A five-judge Constitution bench of the Supreme Court recently held that the decision to demonetise Rs 500 and Rs 1,000 notes announced on November 8, 2016, by Prime Minister Narendra Modi was not flawed. The bench, led by Justice S Abdul Nazeer, comprised Justices BR Gavai, AS Bopanna, V Ramasubramanian and BV Nagarathna. The 4:1 verdict was near unanimous that the Executive's decision was fine and hunky dory, the lone dissenting judge, Justice BV Nagarathna, noted the origin of the initiative rose from the Executive and not from the Reserve Bank of India, the domain specialist and arbiter of all things to do with currency notes. Justice Gavai, who authored the majority verdict, noted that demonetisation satisfied the test of proportionality and therefore did not suffer from any flaw in the decision-making process. Dismissing the batch of 58 petitions, Justice Gavai continued that the notification to demonetise the aforesaid currency notes is not liable to be set aside in the face of hardship to individual citizens. Individual interests must yield to the larger public interest sought to be achieved, the order reads.

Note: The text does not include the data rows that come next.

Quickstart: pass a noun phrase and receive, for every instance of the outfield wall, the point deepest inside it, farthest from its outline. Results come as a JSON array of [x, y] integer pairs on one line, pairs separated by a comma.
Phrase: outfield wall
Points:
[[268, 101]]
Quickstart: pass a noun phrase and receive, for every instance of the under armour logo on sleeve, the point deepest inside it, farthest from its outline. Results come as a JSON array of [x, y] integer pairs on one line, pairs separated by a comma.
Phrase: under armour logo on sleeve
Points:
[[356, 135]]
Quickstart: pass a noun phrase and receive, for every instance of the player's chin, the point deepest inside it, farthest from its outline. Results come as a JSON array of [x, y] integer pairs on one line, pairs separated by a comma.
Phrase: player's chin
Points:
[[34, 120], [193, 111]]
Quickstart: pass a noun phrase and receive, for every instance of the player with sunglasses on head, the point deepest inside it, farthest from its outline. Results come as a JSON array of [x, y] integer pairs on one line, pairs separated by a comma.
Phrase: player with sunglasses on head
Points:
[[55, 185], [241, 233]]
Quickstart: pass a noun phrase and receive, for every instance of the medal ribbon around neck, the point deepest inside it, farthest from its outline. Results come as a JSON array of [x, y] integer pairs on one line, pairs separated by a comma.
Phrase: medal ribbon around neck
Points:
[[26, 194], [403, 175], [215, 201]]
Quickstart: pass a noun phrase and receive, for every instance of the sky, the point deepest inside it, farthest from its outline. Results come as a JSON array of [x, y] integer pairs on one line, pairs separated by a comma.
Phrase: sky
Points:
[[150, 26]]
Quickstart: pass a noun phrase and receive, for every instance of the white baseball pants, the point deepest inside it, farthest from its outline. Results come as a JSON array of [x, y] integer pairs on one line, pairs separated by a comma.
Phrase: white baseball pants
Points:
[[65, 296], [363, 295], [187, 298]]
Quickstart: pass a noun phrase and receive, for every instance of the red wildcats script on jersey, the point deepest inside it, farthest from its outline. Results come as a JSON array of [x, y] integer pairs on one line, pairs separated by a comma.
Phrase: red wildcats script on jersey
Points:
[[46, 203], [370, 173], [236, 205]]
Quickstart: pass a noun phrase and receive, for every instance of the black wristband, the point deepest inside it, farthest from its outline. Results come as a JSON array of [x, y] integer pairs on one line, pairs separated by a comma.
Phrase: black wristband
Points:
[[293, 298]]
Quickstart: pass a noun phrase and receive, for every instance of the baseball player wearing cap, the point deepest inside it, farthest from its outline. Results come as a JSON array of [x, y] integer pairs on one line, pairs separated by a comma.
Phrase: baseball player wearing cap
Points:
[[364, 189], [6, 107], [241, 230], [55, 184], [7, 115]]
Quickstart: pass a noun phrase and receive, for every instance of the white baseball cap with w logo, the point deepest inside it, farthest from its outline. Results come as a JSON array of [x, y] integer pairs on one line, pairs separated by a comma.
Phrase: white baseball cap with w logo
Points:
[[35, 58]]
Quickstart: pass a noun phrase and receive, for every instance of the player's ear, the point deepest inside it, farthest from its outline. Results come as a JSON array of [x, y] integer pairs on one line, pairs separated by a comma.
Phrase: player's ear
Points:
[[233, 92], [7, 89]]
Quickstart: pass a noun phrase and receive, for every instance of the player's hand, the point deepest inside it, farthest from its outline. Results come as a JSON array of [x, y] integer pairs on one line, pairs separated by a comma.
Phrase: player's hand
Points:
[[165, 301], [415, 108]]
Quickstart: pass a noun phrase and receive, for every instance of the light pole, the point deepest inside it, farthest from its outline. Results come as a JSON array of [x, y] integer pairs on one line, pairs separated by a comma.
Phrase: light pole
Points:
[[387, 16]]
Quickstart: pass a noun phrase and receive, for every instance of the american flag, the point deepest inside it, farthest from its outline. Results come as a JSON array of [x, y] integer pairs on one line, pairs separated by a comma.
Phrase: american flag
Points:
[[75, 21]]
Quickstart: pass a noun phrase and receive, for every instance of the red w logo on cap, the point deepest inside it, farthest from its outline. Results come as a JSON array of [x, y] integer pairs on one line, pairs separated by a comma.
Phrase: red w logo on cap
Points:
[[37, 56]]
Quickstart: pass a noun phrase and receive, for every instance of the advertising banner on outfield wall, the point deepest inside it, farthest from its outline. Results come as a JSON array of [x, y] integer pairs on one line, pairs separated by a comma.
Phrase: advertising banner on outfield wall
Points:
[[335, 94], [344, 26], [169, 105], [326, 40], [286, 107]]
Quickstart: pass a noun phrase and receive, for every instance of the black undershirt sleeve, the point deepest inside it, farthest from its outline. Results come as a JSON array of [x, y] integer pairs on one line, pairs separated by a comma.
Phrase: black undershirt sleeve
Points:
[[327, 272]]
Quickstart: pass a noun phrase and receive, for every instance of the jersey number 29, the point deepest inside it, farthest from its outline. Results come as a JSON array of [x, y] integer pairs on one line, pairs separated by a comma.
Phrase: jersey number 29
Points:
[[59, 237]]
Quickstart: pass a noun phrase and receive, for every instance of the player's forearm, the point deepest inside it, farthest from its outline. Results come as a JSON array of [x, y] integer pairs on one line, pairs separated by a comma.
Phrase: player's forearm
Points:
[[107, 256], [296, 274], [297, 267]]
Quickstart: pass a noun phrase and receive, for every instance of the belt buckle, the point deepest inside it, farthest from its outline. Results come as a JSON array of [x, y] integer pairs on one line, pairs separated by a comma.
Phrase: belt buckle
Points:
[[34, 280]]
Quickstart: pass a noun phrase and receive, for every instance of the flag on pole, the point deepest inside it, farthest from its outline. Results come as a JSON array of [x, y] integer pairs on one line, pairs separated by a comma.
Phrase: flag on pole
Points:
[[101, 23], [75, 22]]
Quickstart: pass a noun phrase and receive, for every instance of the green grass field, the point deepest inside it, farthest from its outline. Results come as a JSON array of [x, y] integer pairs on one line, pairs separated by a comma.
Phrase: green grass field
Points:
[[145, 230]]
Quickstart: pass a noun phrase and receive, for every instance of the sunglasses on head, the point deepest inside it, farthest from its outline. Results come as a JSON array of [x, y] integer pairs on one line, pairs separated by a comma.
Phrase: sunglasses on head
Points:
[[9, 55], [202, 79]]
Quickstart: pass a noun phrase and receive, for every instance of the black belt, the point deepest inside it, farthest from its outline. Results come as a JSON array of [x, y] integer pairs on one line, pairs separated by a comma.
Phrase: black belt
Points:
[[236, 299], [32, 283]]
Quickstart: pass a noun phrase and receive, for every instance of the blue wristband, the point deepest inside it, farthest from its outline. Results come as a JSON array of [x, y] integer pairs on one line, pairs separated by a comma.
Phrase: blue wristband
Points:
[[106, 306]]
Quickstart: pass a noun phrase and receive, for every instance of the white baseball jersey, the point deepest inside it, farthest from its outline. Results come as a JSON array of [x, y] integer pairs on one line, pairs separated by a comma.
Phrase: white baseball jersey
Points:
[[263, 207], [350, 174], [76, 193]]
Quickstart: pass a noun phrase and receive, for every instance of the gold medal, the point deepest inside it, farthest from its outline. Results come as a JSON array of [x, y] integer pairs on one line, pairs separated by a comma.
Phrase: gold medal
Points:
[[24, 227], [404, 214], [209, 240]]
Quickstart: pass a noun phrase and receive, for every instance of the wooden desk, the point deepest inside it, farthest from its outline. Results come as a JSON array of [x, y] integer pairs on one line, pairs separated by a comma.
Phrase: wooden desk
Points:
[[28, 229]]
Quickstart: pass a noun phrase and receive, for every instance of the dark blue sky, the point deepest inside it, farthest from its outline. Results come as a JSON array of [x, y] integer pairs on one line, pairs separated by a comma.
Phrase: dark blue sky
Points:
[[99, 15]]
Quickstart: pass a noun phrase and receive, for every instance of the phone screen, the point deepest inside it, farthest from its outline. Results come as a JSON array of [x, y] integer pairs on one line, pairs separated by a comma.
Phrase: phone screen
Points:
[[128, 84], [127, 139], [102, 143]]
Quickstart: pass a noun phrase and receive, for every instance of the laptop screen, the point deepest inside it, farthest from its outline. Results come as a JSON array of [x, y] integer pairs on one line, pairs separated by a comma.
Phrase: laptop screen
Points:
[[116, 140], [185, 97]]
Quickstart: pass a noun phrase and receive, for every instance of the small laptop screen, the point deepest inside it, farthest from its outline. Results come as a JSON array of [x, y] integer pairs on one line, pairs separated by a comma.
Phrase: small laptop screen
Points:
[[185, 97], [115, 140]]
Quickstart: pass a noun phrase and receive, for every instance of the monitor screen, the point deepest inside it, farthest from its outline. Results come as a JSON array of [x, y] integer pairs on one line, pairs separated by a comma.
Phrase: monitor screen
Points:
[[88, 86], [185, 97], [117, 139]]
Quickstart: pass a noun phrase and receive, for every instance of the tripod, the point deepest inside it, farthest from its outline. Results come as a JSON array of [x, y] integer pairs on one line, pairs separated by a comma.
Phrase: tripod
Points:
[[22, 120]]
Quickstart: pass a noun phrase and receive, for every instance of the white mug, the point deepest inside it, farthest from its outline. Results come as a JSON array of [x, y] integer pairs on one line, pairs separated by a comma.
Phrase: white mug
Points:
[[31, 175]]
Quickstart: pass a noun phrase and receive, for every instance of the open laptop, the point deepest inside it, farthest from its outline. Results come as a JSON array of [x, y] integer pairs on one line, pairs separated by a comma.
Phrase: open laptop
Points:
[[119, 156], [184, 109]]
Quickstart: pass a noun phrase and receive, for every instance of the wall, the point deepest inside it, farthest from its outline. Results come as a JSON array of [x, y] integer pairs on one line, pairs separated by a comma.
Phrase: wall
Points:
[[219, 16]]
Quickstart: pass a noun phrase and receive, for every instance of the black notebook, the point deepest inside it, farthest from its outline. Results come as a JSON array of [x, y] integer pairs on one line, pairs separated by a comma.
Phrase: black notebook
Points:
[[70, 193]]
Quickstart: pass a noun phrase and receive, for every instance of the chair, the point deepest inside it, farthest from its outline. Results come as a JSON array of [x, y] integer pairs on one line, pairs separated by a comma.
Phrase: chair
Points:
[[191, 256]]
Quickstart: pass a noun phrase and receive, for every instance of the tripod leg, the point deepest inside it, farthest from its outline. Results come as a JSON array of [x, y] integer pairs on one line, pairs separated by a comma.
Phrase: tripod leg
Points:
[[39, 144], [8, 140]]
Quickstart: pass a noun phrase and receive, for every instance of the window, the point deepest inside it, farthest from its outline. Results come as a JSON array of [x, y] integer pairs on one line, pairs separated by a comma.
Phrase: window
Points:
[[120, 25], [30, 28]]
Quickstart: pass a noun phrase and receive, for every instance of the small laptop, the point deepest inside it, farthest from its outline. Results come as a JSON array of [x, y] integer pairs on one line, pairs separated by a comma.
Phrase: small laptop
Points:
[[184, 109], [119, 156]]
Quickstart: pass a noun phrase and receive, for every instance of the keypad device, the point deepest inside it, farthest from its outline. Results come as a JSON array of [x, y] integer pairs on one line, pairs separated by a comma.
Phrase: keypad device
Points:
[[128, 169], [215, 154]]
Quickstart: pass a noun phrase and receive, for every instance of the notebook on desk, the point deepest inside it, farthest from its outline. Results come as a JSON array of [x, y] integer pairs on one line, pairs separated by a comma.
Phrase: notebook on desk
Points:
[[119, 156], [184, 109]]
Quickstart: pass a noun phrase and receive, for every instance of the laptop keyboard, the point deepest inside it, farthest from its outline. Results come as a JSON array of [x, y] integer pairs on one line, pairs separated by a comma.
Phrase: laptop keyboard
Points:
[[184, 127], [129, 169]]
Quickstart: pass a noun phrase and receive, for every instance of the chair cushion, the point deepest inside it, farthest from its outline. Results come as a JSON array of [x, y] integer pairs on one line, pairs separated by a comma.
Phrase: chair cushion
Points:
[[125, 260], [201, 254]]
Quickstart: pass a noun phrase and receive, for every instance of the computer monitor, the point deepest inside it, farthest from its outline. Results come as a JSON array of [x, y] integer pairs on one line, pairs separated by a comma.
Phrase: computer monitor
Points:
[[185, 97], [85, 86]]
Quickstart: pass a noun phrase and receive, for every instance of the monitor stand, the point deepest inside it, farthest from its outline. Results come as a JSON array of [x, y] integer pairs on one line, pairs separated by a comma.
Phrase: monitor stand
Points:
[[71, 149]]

Justice Nagarathna underlined that the Reserve Bank of India Act doesn't provide for the government to initiate the demonetisation of currency notes. The Act's subsection 2 of Section 26 notes that such a measure should be at the instance of the RBI's Central Board.
Exactly 1,232 days after November 8, 2016, the population's drill of waiting outside ATMs and banks to get new notes or to exchange their old notes for the new Rs 500 and the Rs 2,000 came in handy when the first Covid lockdown was imposed, again by an 8pm announcement, again by PM Modi.